Hydraulic fractures generated during multi-stage hydraulic fracturing operations often have complex geometries (Cipolla et.al, 2008). Estimating the dimensions of complex fracture networks is one of the biggest challenges of evaluating hydraulically fractured reservoirs. Utilizing high frequency bottomhole pressure (BHP) data, unconventional RTA provides a method to evaluate effective fracture dimensions with advantages of low marginal cost and simplicity. Chu et al. (2017) demonstrated the workflow to analyze multiphase rate transient data using examples of Permian Wolfcamp horizontal wells. In this study, a similar workflow is applied to BHP data collected from 11 Wolfcamp horizontal wells in the HFTS project.

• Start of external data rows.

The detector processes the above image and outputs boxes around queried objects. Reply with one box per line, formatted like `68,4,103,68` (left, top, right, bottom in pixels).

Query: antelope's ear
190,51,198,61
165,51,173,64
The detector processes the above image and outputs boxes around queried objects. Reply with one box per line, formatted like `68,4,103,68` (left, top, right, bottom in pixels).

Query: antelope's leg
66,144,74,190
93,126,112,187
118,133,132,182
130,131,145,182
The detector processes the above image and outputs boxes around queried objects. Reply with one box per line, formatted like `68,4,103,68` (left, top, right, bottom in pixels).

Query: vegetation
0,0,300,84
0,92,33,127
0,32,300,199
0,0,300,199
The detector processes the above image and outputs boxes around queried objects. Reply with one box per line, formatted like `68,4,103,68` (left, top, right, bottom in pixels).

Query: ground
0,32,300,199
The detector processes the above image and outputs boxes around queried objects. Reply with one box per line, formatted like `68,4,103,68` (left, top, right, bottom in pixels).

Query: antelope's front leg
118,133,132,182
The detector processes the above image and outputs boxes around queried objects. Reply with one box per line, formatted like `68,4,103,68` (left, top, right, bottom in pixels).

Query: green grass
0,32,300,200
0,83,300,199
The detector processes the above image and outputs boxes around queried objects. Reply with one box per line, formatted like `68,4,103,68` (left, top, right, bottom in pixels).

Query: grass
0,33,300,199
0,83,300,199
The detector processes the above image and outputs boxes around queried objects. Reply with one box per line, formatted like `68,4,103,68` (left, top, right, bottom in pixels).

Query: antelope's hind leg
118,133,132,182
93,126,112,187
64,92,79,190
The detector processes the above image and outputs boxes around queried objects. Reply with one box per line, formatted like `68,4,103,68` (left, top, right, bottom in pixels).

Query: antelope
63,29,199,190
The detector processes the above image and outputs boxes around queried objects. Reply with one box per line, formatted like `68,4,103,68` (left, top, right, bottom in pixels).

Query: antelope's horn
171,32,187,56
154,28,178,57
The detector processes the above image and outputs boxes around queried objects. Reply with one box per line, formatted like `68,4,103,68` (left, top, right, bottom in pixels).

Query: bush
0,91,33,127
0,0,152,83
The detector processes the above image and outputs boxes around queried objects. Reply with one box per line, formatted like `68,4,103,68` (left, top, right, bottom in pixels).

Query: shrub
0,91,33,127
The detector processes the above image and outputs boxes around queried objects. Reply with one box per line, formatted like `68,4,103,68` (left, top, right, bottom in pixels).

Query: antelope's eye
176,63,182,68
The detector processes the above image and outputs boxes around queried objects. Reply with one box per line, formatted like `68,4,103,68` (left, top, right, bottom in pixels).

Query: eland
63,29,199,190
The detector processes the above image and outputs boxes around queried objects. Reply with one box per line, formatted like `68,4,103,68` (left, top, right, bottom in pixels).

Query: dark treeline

High frequency BHP data collected during well interference tests can also be utilized to identify inter-well communication. Over the years, spacing between wells on a multi-well pad has been altered, along with fracture designs, to improve reservoir development efficiency. Larger fracturing treatments have been performed to increase well productivity. Interaction between nearby producing wells is more likely to happen with increasing fracture length and closer well spacings. Understanding the magnitude of fracture communication is therefore important for optimizing well spacing with fracturing treatment sizes. Communication between producing wells can be detected from pressure response at an observation well to significant rate changes at an active well, such as a shut-in (SI) or bring-online (BOL). The process is called a pressure interference test (PIT). PITs are widely used in conventional reservoirs to determine inter-well reservoir properties (Kamal, 1983). In unconventional shale reservoirs, analysis methods to understand the pressure interference test results have been developed in recent years. Sardinha et al. (2014) analyzed pressure interference between wells in Horn River Basin by calculating pressure hit percentage. Awada et al. (2015) identified the interference response time by looking at pressure derivatives. Roussel and Agrawal (2017) applied poroelastic geomechanical models to interpret pressure interference data and calculate fracture dimensions. In the HFTS project, two PITs were conducted among 11 horizontal wells at different times of production. Kumar et al. (2018) analyzed interference data from the first PIT by calculating field response times between source and observation wells. In this discussion, we follow the technique presented by Chu et al. (2018) for analyzing power-law PIT data to quantitatively diagnose well communication among HFTS wells. The magnitude of pressure interference (MPI) between communicating wells is calculated and compared for two PIT sequences conducted 18 months apart.